出会った時からあいつは、俺に平行世界の話をするのを嫌っていた。俺の必死さを馬鹿にするみたいに「それでも世界は変わらない」と冷静にあしらって、ついに話すとなった今日でさえ、俺の入る隙を与えない。少しでも弱い一面を見せてくれたなら俺だってなにか言えるのに。大丈夫だの安心してだの、俺の言葉を先に塞ぐように、何も出来ない雑魚のように扱う。その後に何を言えるってんだ。
それに、これは文句ではないけど今日話していて確信した。吉田は人間的な部分において魅力がない。俺の嫌いなタイプの人間だった。
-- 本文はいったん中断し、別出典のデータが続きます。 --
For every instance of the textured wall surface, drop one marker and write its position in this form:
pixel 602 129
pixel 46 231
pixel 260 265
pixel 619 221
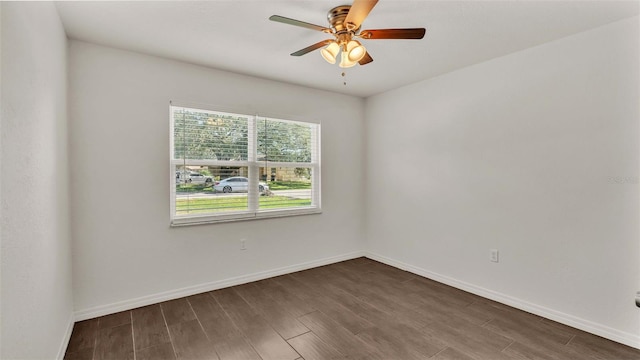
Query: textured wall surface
pixel 534 154
pixel 123 246
pixel 37 303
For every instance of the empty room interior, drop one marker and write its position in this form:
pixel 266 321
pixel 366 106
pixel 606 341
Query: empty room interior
pixel 320 179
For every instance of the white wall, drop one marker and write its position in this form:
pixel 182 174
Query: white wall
pixel 125 253
pixel 534 154
pixel 37 304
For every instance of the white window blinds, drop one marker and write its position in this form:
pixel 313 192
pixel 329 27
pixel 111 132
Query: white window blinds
pixel 227 167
初めはこの世界に染まった吉田がつまらないだけで平行世界を生きていた平野はきっとそれに見合った人間なのだろうと思っていたがそれも違った。円理術だとか平行世界の話をしていない時に垣間見える趣味趣向の俗さ、それは世界関係なく、吉田本人の色を濃く反映している。つまり、魔法抜きにしたら吉田はただの人間。それが俺にとって受け入れがたかった。
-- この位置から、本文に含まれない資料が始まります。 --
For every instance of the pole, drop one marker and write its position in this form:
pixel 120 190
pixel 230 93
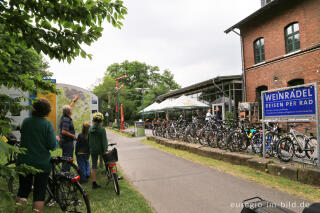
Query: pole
pixel 122 118
pixel 118 115
pixel 142 106
pixel 263 127
pixel 317 123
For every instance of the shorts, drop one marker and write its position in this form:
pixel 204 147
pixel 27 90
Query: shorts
pixel 40 181
pixel 94 159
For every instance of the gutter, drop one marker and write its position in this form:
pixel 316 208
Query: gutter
pixel 244 93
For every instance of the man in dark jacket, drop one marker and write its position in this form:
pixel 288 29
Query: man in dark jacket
pixel 98 144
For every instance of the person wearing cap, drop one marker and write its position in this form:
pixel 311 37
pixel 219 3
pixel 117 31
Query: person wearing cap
pixel 67 131
pixel 208 115
pixel 218 114
pixel 38 138
pixel 98 144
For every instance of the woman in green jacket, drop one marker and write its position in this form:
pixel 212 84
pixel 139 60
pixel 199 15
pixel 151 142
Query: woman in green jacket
pixel 98 144
pixel 37 137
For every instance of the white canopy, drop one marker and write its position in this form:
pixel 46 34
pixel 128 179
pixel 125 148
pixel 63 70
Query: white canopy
pixel 185 102
pixel 150 108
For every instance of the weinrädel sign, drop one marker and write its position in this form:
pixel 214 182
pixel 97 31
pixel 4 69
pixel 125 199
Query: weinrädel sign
pixel 290 103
特別になりたくて求めた平行世界の魔法、それを持つ人間の平凡さ、それを交互に聞いていると理想と現実を行き来しているような気持ち悪さが付きまとって自分も自分が分からなくなる。それがさっきみたいならしくない行動に繋がった。
ああ、こうしてつらつらと並べたら余計に思う。全部吉田のせいじゃないか。
平行世界、魔法のある世界で生きていながら人間的な深みがない。それならもっと俺に頼ってくれたら、文句もないのに。根拠の見えない自信で俺から魔法を遠ざけて一人で抱え込む。かっこいいと自惚れているのなら余計に救えない。ほんとうに魔法さえ持っていなかったら。
家に帰って自室の机に借りた本を適当に置いておく。読む気はとうに失せていた。中身はどうせ吉田が面白いと思うような内容だ。けどすぐに返せばまた美鈴に何か言われるだろう。少し放置してから返すことにしてベットに寝そべった。白い天井にこれからの事を思い浮かべる。
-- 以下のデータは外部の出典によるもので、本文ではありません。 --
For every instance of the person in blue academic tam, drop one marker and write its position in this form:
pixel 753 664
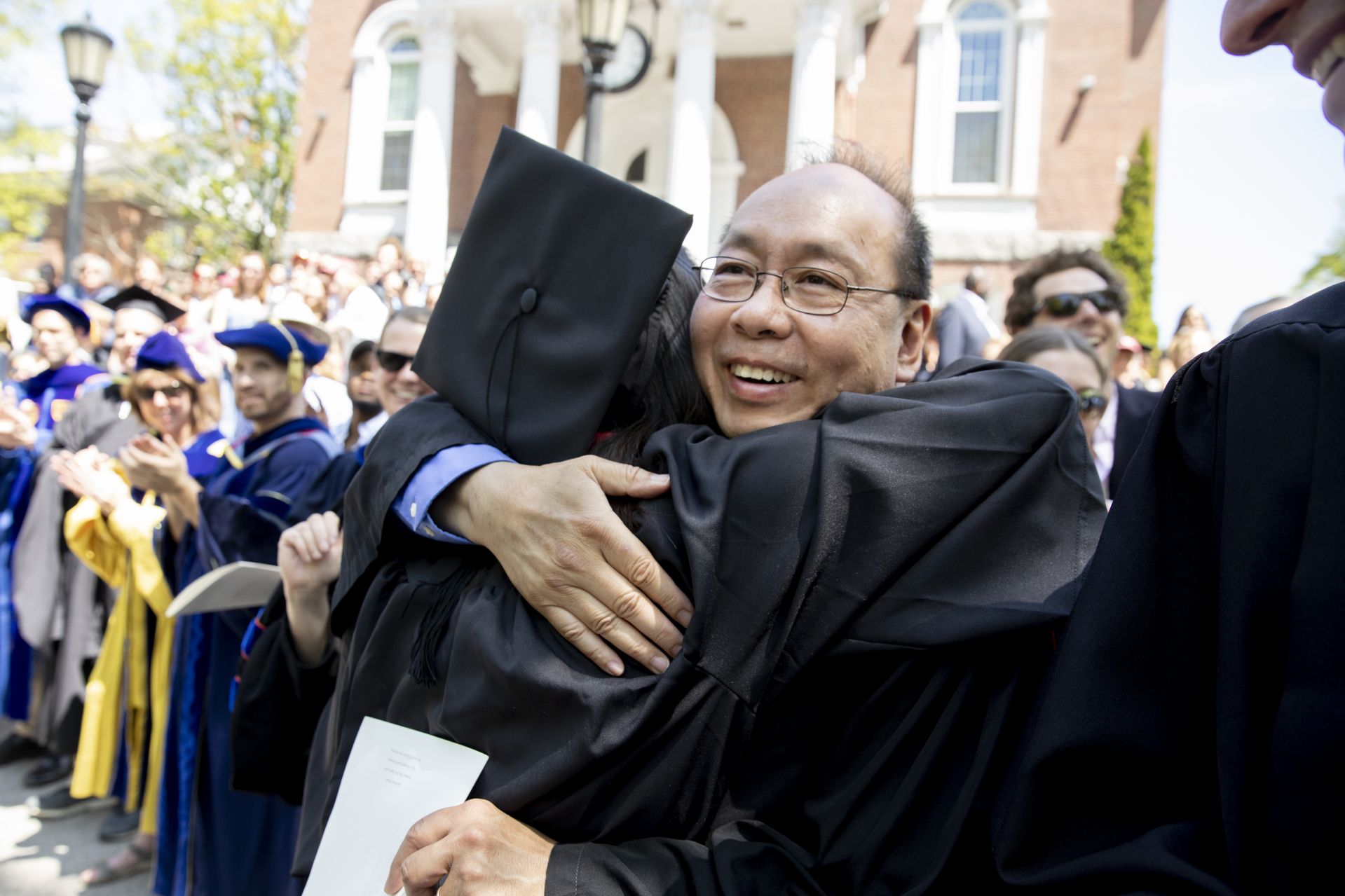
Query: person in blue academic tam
pixel 213 840
pixel 29 412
たとえ吉田に失望しても、あいつの持っている魔法と知識だけは本物だ。まだ手放せない。少しづつ情報を盗んでいけば俺も無手じゃなくなる。そうしたら無理やりあいつの運命に干渉することだって出来るはずだ。戦争という言葉にだって向き合える日が来る。それまではまだ。
頑張ろう。前向きに考えようとした時、眼前に待ち構えているミッションを思い出して、早々に深いため息が出た。